Podchorążowie od lewej: Gienek Duk. Edzio Krysa i autor.
TOMASZOW
30.03.1952, niedziela.
Jesteśmy w Radomiu. Ale po kolei. Wczoraj przyjechaliśmy do Warszawy
do Cebuli na badania. Kilku odrzucili, zostaną na lekkomotornych. Ja badania
przeszedłem bardzo pomyślnie. Potem do Radomia. Spaliśmy na normalnych,
z nową bielizną, łóżkach, a dzisiaj rozstajemy się. Nasza stara eskadra
została podzielona na grupy, a grupa w której jestem, jedzie do Tomaszowa
Mazowieckiego. Ciekawe jak tam będzie. Na razie czekamy na
wyjazd. Jest chłodno i głodno, bo nie zaprowiantowani. Szewczyk urwał się
do domu. Kręcił się kręcił i w końcu dał dyla i ma rację. Być tak blisko
domu, po roku nieobecności, przyjemnie chyba spędza te kilka godzin.
Wczoraj witał nas szef sztabu Szkoły mjr R. (Radomska Szkoła była odrębną
jednostką OSL -5, dęblińska OSL - 4, i szkoliła pilotów po lekkomotornych
na samolotach bojowych.) Postawny, przystojny brunet. Ścisłymi, zdecydowanymi
zdaniami oraz energicznym męskim głosem wywarł na nas jak najlepsze wrażenie.
31.03.1952, poniedziałek.
No teraz to chyba wpadliśmy. Rozklekotana ciężarówka zawiozła jakieś
dziesięć kilometrów od Tomaszowa w głębokie lasy. Baraki, śnieg po pas,
stołówka śmierdząca, przygnębiły nas bardzo. Zdaje się jesteśmy pogrzebani
żywcem co najmniej na trzy miesiące. Wszystkich jest nas 30,
z mojej dawnej grupy zostało tylko 14. Sychewicz odpadł na Cebuli; Woźniak,
Biegański, Śliwiński zostali wzięci do innej eskadry. Na razie
noc przespaliśmy normalnie. Bardzo zimno w barakach. Chyba już nigdy tak
nie wygrzejemy się jak w Dęblinie. Odkąd z niego wyjechaliśmy, bez przerwy
marzniemy. Tych 15 drugich, co są z nami, to jakieś ciołki. Nie to co chłopaki
z V eskadry. W ogóle jakaś taka dziwna cisza, pustka. Gubimy się po prostu
w olbrzymiej sali. Wczoraj, jadąc pociągiem "przygadaliśmy"

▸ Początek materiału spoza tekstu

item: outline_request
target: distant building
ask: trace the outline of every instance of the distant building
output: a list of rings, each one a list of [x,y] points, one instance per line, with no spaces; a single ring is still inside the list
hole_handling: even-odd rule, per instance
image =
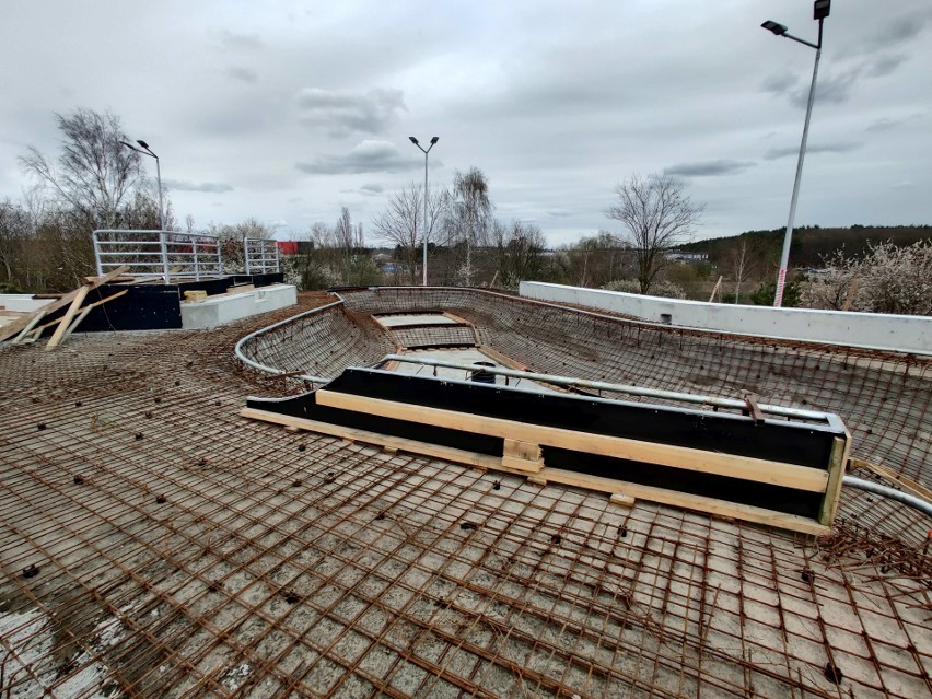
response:
[[[709,259],[709,253],[684,253],[683,251],[667,251],[667,259],[677,263],[704,263]]]

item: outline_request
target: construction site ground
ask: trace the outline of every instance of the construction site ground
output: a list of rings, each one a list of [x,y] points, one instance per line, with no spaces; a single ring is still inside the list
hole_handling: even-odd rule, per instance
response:
[[[294,387],[235,342],[333,300],[0,348],[0,697],[932,695],[863,499],[814,539],[241,418]]]

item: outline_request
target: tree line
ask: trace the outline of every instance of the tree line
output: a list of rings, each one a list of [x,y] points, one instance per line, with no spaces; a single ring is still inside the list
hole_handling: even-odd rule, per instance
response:
[[[61,135],[57,158],[30,148],[20,165],[31,187],[20,200],[0,201],[0,291],[71,289],[94,271],[92,230],[160,226],[158,190],[143,171],[140,153],[123,147],[128,137],[119,118],[78,109],[56,115],[56,120]],[[171,199],[166,201],[165,229],[196,232],[194,219],[188,215],[179,224]],[[429,191],[415,183],[401,187],[369,231],[343,207],[333,223],[316,222],[298,236],[301,254],[284,258],[283,268],[288,280],[304,289],[420,283],[427,242],[431,284],[515,290],[522,280],[538,280],[703,300],[711,292],[734,303],[772,301],[781,229],[690,242],[702,206],[691,201],[681,182],[656,174],[633,174],[618,182],[604,213],[621,230],[601,230],[548,248],[535,223],[496,217],[491,184],[474,166],[457,171],[450,187]],[[840,294],[850,296],[854,310],[908,312],[902,308],[921,306],[902,300],[906,290],[902,299],[892,299],[890,284],[882,294],[886,301],[870,296],[874,293],[870,290],[882,287],[877,270],[898,269],[898,278],[916,279],[907,268],[927,269],[927,248],[897,251],[928,240],[930,231],[930,226],[796,229],[791,265],[825,269],[808,278],[797,271],[785,292],[787,305],[843,305]],[[276,234],[253,218],[211,223],[203,232],[220,238],[229,271],[245,268],[245,237]],[[375,243],[384,247],[375,248]],[[708,257],[689,260],[672,252],[703,252]],[[860,291],[850,290],[851,279],[859,280]],[[843,280],[848,286],[842,293],[838,284]],[[910,289],[925,287],[913,281]]]

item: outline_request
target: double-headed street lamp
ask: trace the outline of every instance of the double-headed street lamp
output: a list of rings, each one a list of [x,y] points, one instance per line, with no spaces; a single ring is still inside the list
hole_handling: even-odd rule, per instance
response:
[[[818,59],[822,56],[822,23],[828,16],[831,9],[831,0],[815,0],[813,3],[813,19],[818,21],[818,42],[813,44],[792,34],[787,33],[787,27],[772,20],[767,20],[762,26],[776,36],[793,39],[805,46],[816,49],[816,60],[813,67],[813,84],[809,86],[809,102],[806,106],[806,123],[803,126],[803,141],[800,143],[800,159],[796,162],[796,179],[793,183],[793,197],[790,200],[790,218],[787,221],[787,234],[783,237],[783,252],[780,254],[780,271],[777,275],[777,293],[773,295],[773,306],[779,308],[783,303],[783,286],[787,282],[787,268],[790,266],[790,243],[793,240],[793,219],[796,217],[796,200],[800,197],[800,180],[803,177],[803,159],[806,156],[806,140],[809,136],[809,118],[813,114],[813,100],[815,97],[815,81],[818,74]]]
[[[409,136],[408,138],[409,138],[409,139],[411,139],[411,143],[413,143],[415,145],[417,145],[417,147],[418,147],[419,149],[421,149],[421,150],[423,151],[423,153],[424,153],[424,264],[423,264],[424,280],[423,280],[423,286],[424,286],[424,287],[427,287],[427,236],[428,236],[428,225],[427,225],[427,217],[428,217],[428,213],[427,213],[427,203],[428,203],[428,202],[427,202],[427,199],[428,199],[428,190],[427,190],[427,160],[428,160],[428,153],[430,153],[430,149],[432,149],[434,145],[436,145],[436,142],[440,140],[440,137],[439,137],[439,136],[434,136],[434,137],[430,140],[430,145],[428,145],[427,150],[424,150],[424,147],[423,147],[423,145],[421,145],[421,144],[418,142],[418,139],[416,139],[413,136]]]
[[[136,141],[142,148],[136,148],[132,143],[127,143],[126,141],[120,141],[124,145],[126,145],[129,150],[136,151],[137,153],[142,153],[143,155],[149,155],[150,158],[155,159],[155,179],[159,183],[159,230],[165,230],[165,221],[162,218],[162,166],[159,164],[159,156],[152,152],[152,149],[149,148],[149,143],[145,141]],[[144,149],[144,150],[143,150]]]

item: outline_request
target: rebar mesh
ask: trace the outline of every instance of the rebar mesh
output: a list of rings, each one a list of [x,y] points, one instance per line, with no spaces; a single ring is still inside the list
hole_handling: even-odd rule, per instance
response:
[[[497,349],[567,361],[535,352],[569,312],[545,340],[539,310],[459,300]],[[929,557],[864,526],[879,503],[814,541],[243,420],[282,383],[232,347],[286,315],[0,351],[0,696],[932,691]],[[613,331],[610,371],[659,351]]]

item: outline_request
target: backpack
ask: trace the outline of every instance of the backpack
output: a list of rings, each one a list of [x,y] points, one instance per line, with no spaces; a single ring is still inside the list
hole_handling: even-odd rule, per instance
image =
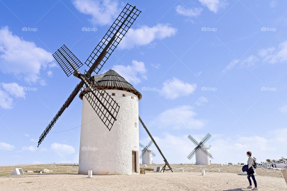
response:
[[[254,161],[254,160],[253,160],[253,167],[254,167],[254,168],[257,168],[257,165],[258,164],[257,162]]]

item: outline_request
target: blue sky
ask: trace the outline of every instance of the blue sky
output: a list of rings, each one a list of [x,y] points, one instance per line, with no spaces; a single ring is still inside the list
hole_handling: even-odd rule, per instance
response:
[[[144,2],[128,1],[142,12],[102,72],[142,93],[140,116],[170,163],[195,162],[187,136],[208,133],[212,162],[287,157],[287,2]],[[57,132],[80,125],[77,97],[36,148],[79,82],[52,54],[65,44],[84,62],[127,2],[0,1],[0,164],[78,162],[80,127]]]

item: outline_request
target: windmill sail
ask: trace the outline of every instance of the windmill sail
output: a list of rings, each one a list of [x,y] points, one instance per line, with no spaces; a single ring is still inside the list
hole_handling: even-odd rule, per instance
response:
[[[85,63],[90,67],[87,72],[88,75],[90,76],[94,71],[98,74],[141,12],[136,8],[135,6],[132,6],[128,3],[127,4],[85,62]],[[82,63],[65,45],[61,47],[58,52],[55,52],[53,56],[68,77],[75,72],[75,70],[77,69],[83,65]],[[63,59],[64,58],[65,58],[65,60]],[[38,147],[66,108],[71,104],[84,84],[84,82],[82,81],[76,86],[64,105],[41,135],[38,142]],[[104,105],[105,104],[103,103]],[[97,105],[96,103],[96,105]],[[114,110],[117,110],[113,107],[115,105],[112,103],[111,105],[112,105],[112,107]],[[96,108],[95,107],[94,109]],[[106,108],[107,108],[106,106]],[[108,110],[109,108],[110,108],[109,107],[107,108]],[[111,110],[109,111],[112,111]],[[100,112],[99,111],[98,113]],[[105,115],[104,115],[106,116]],[[116,114],[115,115],[116,116]],[[106,116],[108,119],[105,119],[105,117],[103,116],[101,118],[103,122],[104,122],[104,123],[110,130],[110,125],[111,125],[112,126],[113,124],[112,121],[115,119],[112,116],[115,117],[113,114],[107,117]],[[112,118],[113,119],[111,119]]]
[[[111,131],[117,120],[120,106],[117,102],[96,81],[97,87],[88,79],[84,83],[86,87],[81,90],[86,99],[99,116],[105,125]]]
[[[68,77],[83,64],[65,44],[61,46],[53,56]]]
[[[85,62],[92,71],[98,74],[141,12],[127,4]]]
[[[61,116],[61,115],[62,115],[63,112],[64,112],[64,111],[65,110],[66,108],[68,107],[70,105],[70,104],[71,104],[71,103],[72,103],[72,101],[78,94],[78,92],[81,89],[81,88],[82,88],[83,85],[84,83],[83,82],[83,81],[82,81],[77,85],[76,87],[75,88],[74,90],[72,92],[72,93],[71,95],[70,95],[70,96],[69,96],[68,99],[67,99],[67,100],[66,100],[66,101],[65,102],[64,105],[62,106],[62,107],[61,107],[61,108],[60,109],[59,111],[58,112],[58,113],[57,113],[56,115],[54,117],[54,118],[53,118],[53,119],[52,119],[51,122],[50,122],[50,123],[46,128],[44,131],[42,133],[41,136],[40,136],[40,138],[39,139],[39,141],[38,142],[38,147],[39,146],[39,145],[40,145],[40,144],[41,144],[41,143],[43,141],[44,138],[46,137],[47,134],[48,134],[48,133],[49,133],[49,132],[51,130],[52,127],[54,125],[55,123],[56,122],[56,121],[58,120],[58,119],[59,119],[59,117]]]

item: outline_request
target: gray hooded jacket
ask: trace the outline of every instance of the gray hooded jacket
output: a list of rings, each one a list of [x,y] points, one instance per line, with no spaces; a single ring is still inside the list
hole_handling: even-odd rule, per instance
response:
[[[251,156],[248,159],[248,160],[247,161],[247,164],[248,165],[248,169],[252,167],[252,168],[255,170],[254,167],[253,166],[253,164],[254,164],[254,162],[256,162],[256,158],[253,156]]]

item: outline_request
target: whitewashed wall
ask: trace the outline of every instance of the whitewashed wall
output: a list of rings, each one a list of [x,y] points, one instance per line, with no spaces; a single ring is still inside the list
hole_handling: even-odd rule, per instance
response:
[[[79,173],[87,174],[88,171],[91,170],[93,175],[131,174],[132,151],[137,152],[138,173],[138,98],[125,91],[106,91],[111,95],[115,94],[112,97],[120,107],[110,131],[83,98]]]

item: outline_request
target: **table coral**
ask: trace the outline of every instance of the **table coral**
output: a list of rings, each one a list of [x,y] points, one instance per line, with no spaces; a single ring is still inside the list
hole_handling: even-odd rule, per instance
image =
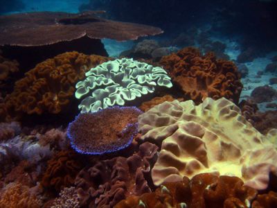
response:
[[[257,191],[244,186],[237,177],[204,173],[190,181],[166,183],[155,192],[142,196],[130,196],[115,208],[132,207],[190,207],[222,208],[249,207]]]
[[[89,69],[108,60],[76,51],[48,59],[16,82],[13,92],[6,98],[7,107],[15,114],[66,112],[72,102],[75,83],[84,78]]]
[[[277,173],[276,146],[224,98],[165,102],[138,116],[141,139],[161,143],[152,171],[154,184],[181,181],[201,173],[235,175],[265,189]]]
[[[84,98],[79,105],[81,112],[124,105],[126,101],[154,92],[157,85],[172,86],[162,68],[133,59],[105,62],[92,68],[86,76],[84,80],[77,83],[75,94],[78,99]]]
[[[150,192],[145,176],[150,173],[158,147],[145,142],[129,157],[100,161],[82,170],[75,185],[82,207],[114,207],[129,195]]]
[[[80,114],[69,125],[71,146],[78,153],[102,155],[127,147],[137,132],[135,107],[113,107],[94,113]]]
[[[0,207],[33,207],[39,208],[42,202],[32,194],[30,188],[21,184],[10,184],[0,199]]]
[[[41,184],[46,189],[59,192],[74,184],[75,176],[83,166],[76,153],[61,151],[48,162]]]
[[[225,97],[238,103],[242,84],[233,62],[217,60],[211,52],[202,55],[199,50],[188,47],[163,56],[159,63],[188,99],[199,103],[206,97]]]

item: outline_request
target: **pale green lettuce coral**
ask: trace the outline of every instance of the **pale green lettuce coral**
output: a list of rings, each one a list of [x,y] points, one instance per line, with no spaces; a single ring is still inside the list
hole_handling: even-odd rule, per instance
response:
[[[171,87],[166,71],[161,67],[133,59],[116,59],[104,62],[86,73],[87,78],[76,85],[75,96],[84,98],[81,112],[96,112],[152,93],[157,85]]]

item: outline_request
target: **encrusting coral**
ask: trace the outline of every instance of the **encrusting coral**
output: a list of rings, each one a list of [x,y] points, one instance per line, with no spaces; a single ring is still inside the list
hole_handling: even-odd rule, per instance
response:
[[[146,177],[157,150],[156,145],[145,142],[129,157],[102,160],[82,170],[75,180],[81,207],[114,207],[129,195],[150,192]]]
[[[10,114],[18,115],[66,112],[72,102],[75,85],[93,67],[108,58],[87,55],[76,51],[60,54],[38,64],[15,83],[13,92],[6,98]]]
[[[48,162],[41,184],[46,190],[59,192],[74,184],[76,175],[84,164],[73,150],[61,151]]]
[[[20,132],[21,127],[17,122],[0,123],[0,141],[10,139]]]
[[[137,132],[136,107],[108,107],[93,113],[80,113],[69,124],[67,135],[77,152],[102,155],[127,147]]]
[[[157,85],[171,87],[170,78],[162,68],[133,59],[116,59],[102,63],[86,73],[77,83],[75,96],[84,98],[81,112],[96,112],[114,105],[124,105],[152,93]]]
[[[199,103],[206,97],[225,97],[238,103],[242,84],[233,62],[217,60],[212,52],[202,55],[199,50],[188,47],[163,56],[159,64],[168,70],[186,98]]]
[[[138,116],[141,139],[161,144],[152,171],[155,185],[202,173],[235,175],[258,190],[277,174],[277,151],[224,98],[164,102]]]
[[[60,197],[55,199],[51,208],[78,208],[79,198],[75,187],[64,188],[59,193]]]
[[[246,208],[250,207],[257,193],[237,177],[202,173],[190,181],[184,177],[182,181],[166,183],[155,192],[130,196],[115,208]]]

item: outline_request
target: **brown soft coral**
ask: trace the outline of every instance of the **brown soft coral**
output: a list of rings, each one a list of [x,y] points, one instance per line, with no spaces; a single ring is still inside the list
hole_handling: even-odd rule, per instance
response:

studentkę. Najpierw "zaatakował" Tadzio, później wsparliśmy. Baba z medycyny,
z Łodzi, adresu jednak nie chciała dać. W Tomaszowie też są normalne baby.
Przejeżdżając mogliśmy ocenić, ale cóż z tego, gdy odległość 13.000 m.
Nikogo z dowództwa jeszcze nie znamy, ale wrażeń na pewno nam nie zabraknie.
Których więcej, wesołych czy smutnych, zobaczymy. Na razie jesteśmy rozczarowani.
Z poprzedniego turnusu zostało 16-tu. Nie ukończyli programu i czekają
wiosny. Będą latać razem z nami. Stare wygi. Włosy do ramion. Nie myją
się. Na poranną gimnastykę nie wychodzą. Obskoczyli kelnerki i bufetową,
że do baby człowieku się nie dociśniesz. Ich grupowy został grupowym całej
naszej eskadry. Wysoki kapral Zaborowski. On, jak i jego koledzy z normalnego
naboru, z cywila, na każdym roku awansowali, na trzecim podostawali kaprali.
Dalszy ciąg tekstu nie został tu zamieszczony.